Date: Thursday, June 27, 2024

Time: 9:00am to 11:00am

Location: ICCS 204

Zoom: https://us04web.zoom.us/j/78104746757?pwd=yQwbhtdMLC0gwEWNAUUVTsNYeFgLkq.1

Title of Thesis: Investigating ML Potentials and Deep Generative Models for Efficient Conformational Sampling

Abstract:

Efficiently sampling the landscape of molecular conformations is an important task in computational drug discovery. Simulation approaches like Molecular Dynamics (MD) require the use of an energy function that are fast, accurate, transferable and scalable. Traditional approaches like Force Fields are fast, but in-accurate while Quantum Mechanical

(QM) Methods are accurate but not scalable. Recently, Machine Learning

(ML) potentials trained on datasets labeled with QM methods have been proposed as a solution. However, generating QM datasets is a cost-intensive exercise, and design choices like conformational and structural diversity during the generation process can introduce biases into the data.

In the first part of the thesis, we explore the intricate relationship between dataset biases, specifically conformational and structural diversity, and ML potential generalization. We investigate these dynamics through two distinct experiments: a fixed budget one, where the dataset size remains constant, and a fixed molecular set one, which focuses on fixed structural diversity while varying conformational diversity. Our results reveal the critical need for balanced structural and conformational diversity in QM datasets for optimal generalization, which current datasets lack. We believe these findings can inform future data generation and development of ML potentials that generalize beyond training data.

An alternative approach is directly sampling conformations given the molecular graph using deep generative models like Diffusion.

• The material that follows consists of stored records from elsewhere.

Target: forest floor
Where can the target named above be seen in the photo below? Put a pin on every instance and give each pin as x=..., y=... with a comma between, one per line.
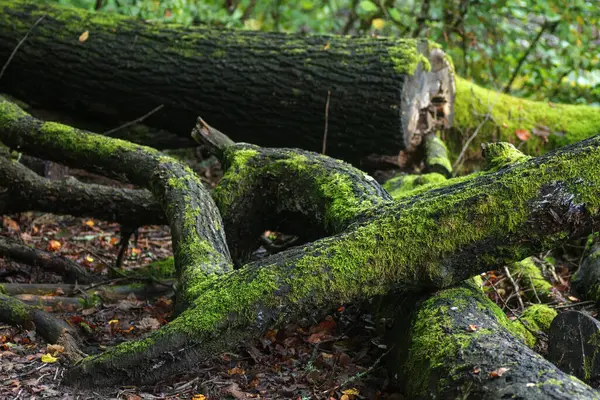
x=337, y=357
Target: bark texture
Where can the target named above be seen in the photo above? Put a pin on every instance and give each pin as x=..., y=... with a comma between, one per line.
x=263, y=88
x=13, y=311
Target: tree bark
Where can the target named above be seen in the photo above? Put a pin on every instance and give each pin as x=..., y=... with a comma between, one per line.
x=431, y=240
x=70, y=270
x=262, y=88
x=458, y=344
x=490, y=116
x=25, y=191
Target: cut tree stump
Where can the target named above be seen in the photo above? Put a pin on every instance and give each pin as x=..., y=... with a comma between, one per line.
x=268, y=89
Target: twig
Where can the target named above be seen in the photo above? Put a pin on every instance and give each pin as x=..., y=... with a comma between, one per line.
x=515, y=286
x=582, y=303
x=20, y=44
x=458, y=161
x=326, y=121
x=534, y=289
x=545, y=26
x=135, y=121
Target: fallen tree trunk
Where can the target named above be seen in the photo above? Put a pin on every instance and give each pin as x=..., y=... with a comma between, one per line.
x=55, y=331
x=70, y=270
x=435, y=239
x=263, y=88
x=458, y=344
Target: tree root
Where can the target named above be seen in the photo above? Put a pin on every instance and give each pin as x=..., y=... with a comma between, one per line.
x=70, y=270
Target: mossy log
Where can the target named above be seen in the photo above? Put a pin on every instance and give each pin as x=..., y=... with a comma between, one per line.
x=371, y=245
x=53, y=330
x=492, y=116
x=70, y=270
x=459, y=344
x=264, y=88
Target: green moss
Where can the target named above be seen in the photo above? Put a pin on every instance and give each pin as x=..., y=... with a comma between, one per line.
x=538, y=317
x=18, y=311
x=164, y=268
x=405, y=185
x=531, y=276
x=566, y=123
x=406, y=57
x=334, y=190
x=501, y=154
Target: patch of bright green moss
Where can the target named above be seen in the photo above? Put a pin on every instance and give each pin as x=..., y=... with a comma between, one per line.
x=539, y=317
x=164, y=268
x=501, y=154
x=335, y=189
x=405, y=185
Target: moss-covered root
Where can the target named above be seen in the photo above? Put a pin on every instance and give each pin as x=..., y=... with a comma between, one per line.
x=461, y=345
x=28, y=191
x=586, y=281
x=196, y=226
x=436, y=156
x=548, y=126
x=404, y=185
x=532, y=281
x=289, y=190
x=14, y=312
x=436, y=239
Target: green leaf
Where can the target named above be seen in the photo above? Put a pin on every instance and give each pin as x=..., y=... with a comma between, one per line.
x=368, y=6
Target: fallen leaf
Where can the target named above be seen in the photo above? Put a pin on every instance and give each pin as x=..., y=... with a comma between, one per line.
x=47, y=358
x=236, y=371
x=84, y=36
x=523, y=134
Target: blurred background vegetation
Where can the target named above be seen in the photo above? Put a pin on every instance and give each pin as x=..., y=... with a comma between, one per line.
x=540, y=49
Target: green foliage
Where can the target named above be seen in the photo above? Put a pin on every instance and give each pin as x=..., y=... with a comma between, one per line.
x=493, y=42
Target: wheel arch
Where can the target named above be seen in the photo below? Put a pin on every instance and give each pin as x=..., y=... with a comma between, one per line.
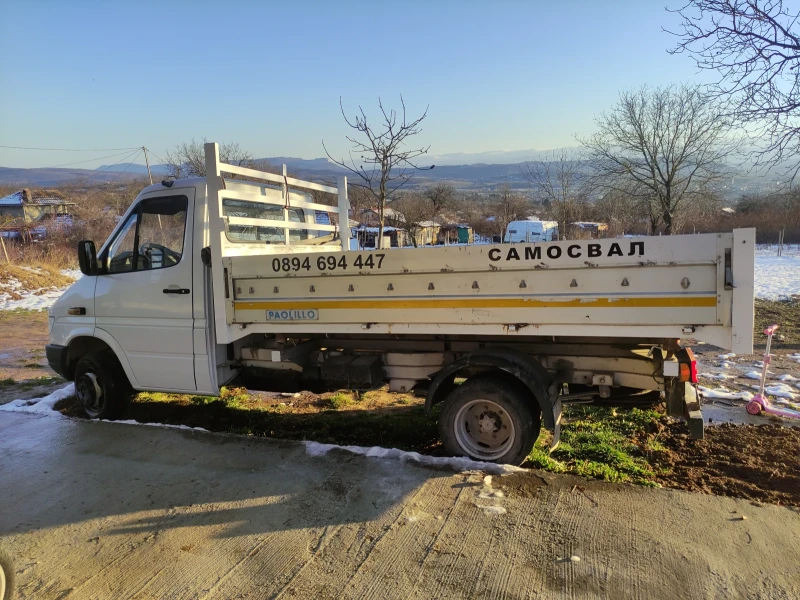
x=509, y=364
x=83, y=344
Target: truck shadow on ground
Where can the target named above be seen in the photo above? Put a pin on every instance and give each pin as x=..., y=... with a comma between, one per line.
x=150, y=480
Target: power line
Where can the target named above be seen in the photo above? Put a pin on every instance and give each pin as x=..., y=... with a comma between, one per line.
x=68, y=149
x=163, y=162
x=125, y=169
x=85, y=161
x=133, y=154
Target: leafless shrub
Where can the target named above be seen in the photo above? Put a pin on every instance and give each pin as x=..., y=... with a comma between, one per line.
x=379, y=157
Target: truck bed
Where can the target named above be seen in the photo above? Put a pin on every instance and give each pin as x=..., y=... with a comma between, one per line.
x=696, y=287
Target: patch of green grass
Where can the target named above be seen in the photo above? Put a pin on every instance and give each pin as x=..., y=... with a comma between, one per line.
x=340, y=400
x=599, y=443
x=234, y=397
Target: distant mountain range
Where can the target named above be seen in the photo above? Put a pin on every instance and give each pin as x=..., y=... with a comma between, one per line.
x=462, y=176
x=501, y=167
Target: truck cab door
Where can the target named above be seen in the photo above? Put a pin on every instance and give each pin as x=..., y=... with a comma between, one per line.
x=143, y=297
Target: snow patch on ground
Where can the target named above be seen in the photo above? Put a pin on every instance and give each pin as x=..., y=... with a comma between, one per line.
x=43, y=406
x=455, y=463
x=724, y=394
x=46, y=406
x=165, y=425
x=777, y=277
x=782, y=390
x=41, y=299
x=721, y=376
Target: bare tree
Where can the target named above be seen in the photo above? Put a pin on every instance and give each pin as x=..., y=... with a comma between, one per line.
x=754, y=45
x=558, y=183
x=382, y=162
x=666, y=146
x=508, y=206
x=189, y=159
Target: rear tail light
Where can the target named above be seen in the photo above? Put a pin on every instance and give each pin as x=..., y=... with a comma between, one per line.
x=688, y=367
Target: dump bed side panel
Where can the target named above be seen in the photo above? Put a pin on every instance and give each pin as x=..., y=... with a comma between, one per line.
x=634, y=287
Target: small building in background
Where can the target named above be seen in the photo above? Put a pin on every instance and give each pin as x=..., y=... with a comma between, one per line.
x=30, y=206
x=583, y=229
x=29, y=214
x=393, y=237
x=455, y=233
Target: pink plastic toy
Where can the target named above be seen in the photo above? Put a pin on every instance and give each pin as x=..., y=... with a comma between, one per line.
x=760, y=402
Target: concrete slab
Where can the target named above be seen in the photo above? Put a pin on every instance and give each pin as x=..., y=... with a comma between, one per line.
x=100, y=510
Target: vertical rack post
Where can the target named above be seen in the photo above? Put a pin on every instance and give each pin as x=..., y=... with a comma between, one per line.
x=285, y=205
x=344, y=213
x=216, y=229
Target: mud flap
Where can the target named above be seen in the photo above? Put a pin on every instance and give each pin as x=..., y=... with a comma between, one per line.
x=683, y=401
x=555, y=402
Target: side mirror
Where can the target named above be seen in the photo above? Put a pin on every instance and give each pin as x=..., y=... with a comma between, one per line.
x=87, y=257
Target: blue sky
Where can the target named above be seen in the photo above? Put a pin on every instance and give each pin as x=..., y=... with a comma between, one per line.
x=496, y=75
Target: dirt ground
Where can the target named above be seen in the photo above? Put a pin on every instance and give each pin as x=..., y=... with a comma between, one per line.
x=24, y=372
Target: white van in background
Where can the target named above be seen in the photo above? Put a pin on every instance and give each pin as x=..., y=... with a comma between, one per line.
x=531, y=231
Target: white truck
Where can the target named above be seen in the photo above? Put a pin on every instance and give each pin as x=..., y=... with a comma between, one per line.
x=214, y=280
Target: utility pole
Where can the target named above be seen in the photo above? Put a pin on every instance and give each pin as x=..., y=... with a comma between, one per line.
x=147, y=162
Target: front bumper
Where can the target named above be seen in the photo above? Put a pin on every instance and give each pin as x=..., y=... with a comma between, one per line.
x=57, y=359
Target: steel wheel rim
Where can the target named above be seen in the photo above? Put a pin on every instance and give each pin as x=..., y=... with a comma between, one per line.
x=484, y=429
x=90, y=394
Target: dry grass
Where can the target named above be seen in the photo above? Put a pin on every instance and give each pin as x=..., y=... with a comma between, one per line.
x=36, y=278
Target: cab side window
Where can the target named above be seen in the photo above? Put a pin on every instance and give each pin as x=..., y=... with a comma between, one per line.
x=152, y=237
x=120, y=252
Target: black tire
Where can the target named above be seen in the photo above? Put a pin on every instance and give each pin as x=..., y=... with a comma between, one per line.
x=490, y=420
x=6, y=576
x=101, y=386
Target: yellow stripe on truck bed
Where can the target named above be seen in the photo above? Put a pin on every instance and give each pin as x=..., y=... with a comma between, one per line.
x=423, y=303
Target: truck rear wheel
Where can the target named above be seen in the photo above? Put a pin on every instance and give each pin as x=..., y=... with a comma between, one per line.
x=489, y=420
x=101, y=386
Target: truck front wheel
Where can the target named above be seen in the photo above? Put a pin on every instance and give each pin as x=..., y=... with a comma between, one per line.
x=101, y=386
x=490, y=420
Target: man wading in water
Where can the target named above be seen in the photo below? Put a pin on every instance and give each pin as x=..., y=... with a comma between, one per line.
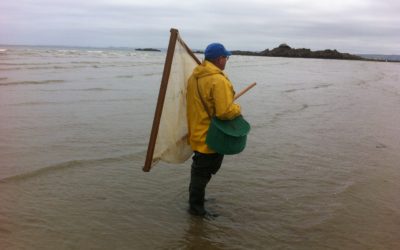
x=209, y=93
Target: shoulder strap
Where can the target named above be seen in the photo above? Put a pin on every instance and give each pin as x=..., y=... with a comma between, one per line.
x=202, y=101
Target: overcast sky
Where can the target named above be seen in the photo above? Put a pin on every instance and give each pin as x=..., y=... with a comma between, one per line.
x=354, y=26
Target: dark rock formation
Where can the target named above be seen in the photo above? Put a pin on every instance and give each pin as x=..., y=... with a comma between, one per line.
x=285, y=50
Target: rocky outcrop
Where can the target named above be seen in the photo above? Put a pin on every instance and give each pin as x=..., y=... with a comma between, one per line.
x=285, y=50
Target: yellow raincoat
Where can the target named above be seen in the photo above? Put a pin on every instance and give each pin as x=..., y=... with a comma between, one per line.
x=217, y=93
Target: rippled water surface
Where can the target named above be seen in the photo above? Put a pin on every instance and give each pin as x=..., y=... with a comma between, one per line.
x=321, y=169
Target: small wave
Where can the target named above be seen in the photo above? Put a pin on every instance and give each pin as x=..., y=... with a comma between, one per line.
x=33, y=103
x=73, y=164
x=322, y=86
x=31, y=82
x=94, y=89
x=127, y=76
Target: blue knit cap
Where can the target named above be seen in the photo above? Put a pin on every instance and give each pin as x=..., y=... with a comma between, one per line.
x=215, y=50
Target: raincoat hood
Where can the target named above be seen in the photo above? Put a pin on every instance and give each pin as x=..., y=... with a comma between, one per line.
x=205, y=69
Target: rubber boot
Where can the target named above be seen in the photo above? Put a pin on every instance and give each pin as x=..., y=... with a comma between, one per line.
x=197, y=188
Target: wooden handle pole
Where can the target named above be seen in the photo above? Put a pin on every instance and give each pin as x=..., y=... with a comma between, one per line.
x=245, y=90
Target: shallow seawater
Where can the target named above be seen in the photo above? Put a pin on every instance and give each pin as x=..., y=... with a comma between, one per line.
x=320, y=171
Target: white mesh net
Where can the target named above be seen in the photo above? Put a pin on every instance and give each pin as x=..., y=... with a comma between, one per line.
x=171, y=144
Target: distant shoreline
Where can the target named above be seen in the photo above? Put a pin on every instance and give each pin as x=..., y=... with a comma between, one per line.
x=285, y=50
x=282, y=51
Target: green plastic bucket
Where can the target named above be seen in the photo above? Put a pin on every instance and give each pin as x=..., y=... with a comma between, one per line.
x=228, y=137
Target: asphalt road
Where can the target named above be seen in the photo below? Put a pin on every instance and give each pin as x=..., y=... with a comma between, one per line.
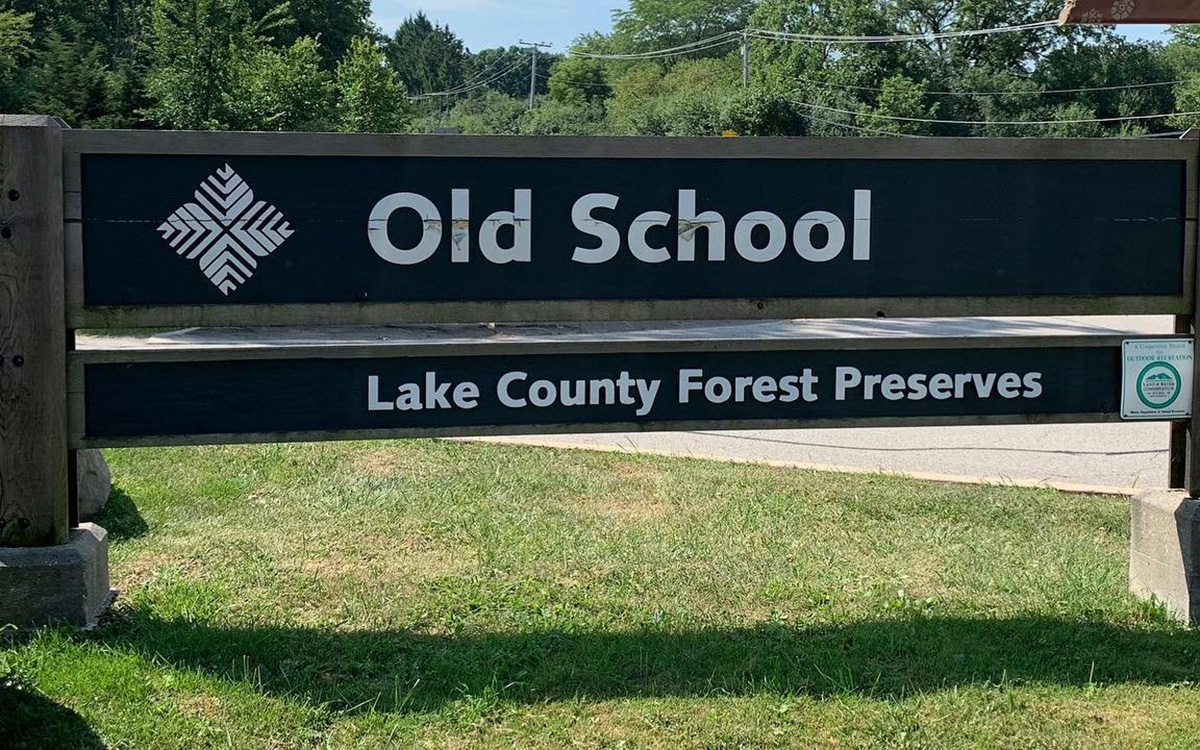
x=1115, y=456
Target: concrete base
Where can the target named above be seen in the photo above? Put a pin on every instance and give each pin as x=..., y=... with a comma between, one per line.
x=66, y=585
x=1164, y=551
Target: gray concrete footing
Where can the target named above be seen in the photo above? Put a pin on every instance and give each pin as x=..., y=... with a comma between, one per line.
x=64, y=585
x=1164, y=551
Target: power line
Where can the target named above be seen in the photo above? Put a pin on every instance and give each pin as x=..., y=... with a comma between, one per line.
x=588, y=84
x=829, y=39
x=1037, y=93
x=485, y=72
x=1069, y=121
x=873, y=131
x=711, y=42
x=466, y=89
x=720, y=40
x=533, y=70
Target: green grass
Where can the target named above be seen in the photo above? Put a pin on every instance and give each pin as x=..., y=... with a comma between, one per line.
x=441, y=594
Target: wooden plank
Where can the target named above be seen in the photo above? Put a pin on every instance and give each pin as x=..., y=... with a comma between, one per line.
x=400, y=313
x=33, y=345
x=576, y=345
x=328, y=383
x=533, y=147
x=280, y=310
x=491, y=431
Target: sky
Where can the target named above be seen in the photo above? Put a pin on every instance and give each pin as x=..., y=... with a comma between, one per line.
x=499, y=23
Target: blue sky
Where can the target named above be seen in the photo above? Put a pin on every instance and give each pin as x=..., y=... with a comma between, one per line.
x=499, y=23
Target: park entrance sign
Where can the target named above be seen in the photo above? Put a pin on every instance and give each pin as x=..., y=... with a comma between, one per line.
x=258, y=229
x=103, y=229
x=183, y=228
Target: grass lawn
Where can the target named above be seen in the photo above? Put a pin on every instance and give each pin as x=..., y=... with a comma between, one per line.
x=439, y=594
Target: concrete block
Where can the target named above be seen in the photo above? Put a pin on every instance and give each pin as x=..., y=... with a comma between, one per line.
x=64, y=585
x=1164, y=551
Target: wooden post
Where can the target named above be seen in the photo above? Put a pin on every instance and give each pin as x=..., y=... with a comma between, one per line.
x=1177, y=454
x=33, y=335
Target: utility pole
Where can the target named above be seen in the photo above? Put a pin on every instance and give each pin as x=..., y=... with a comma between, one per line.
x=745, y=63
x=533, y=67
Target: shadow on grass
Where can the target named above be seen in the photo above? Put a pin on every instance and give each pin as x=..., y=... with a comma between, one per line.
x=121, y=517
x=886, y=658
x=34, y=721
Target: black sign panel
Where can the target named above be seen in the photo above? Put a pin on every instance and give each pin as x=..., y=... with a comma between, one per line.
x=186, y=231
x=499, y=393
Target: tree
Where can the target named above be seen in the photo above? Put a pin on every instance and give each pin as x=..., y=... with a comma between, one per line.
x=201, y=48
x=16, y=39
x=333, y=22
x=555, y=118
x=900, y=105
x=285, y=90
x=580, y=81
x=71, y=78
x=489, y=113
x=370, y=99
x=427, y=58
x=657, y=24
x=508, y=70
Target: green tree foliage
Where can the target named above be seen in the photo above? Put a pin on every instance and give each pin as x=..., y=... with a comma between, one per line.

Existing competitive approaches either use expensive local structure methods or rely on large architectures without inductive biases. In the second part of the thesis, we challenge the status quo and develop a simple and scalable deep generative method, Equivariant Transformer Flow (ET-Flow) incorporating flow-matching, an SO(3) equivariant transformer, a harmonic prior, and an approximate Optimal Transport alignment. We achieve state-of-the-art performance on several molecular conformer generation benchmarks with significantly fewer parameters and inference steps than existing methods highlighting the importance of inductive biases and well informed modelling choices.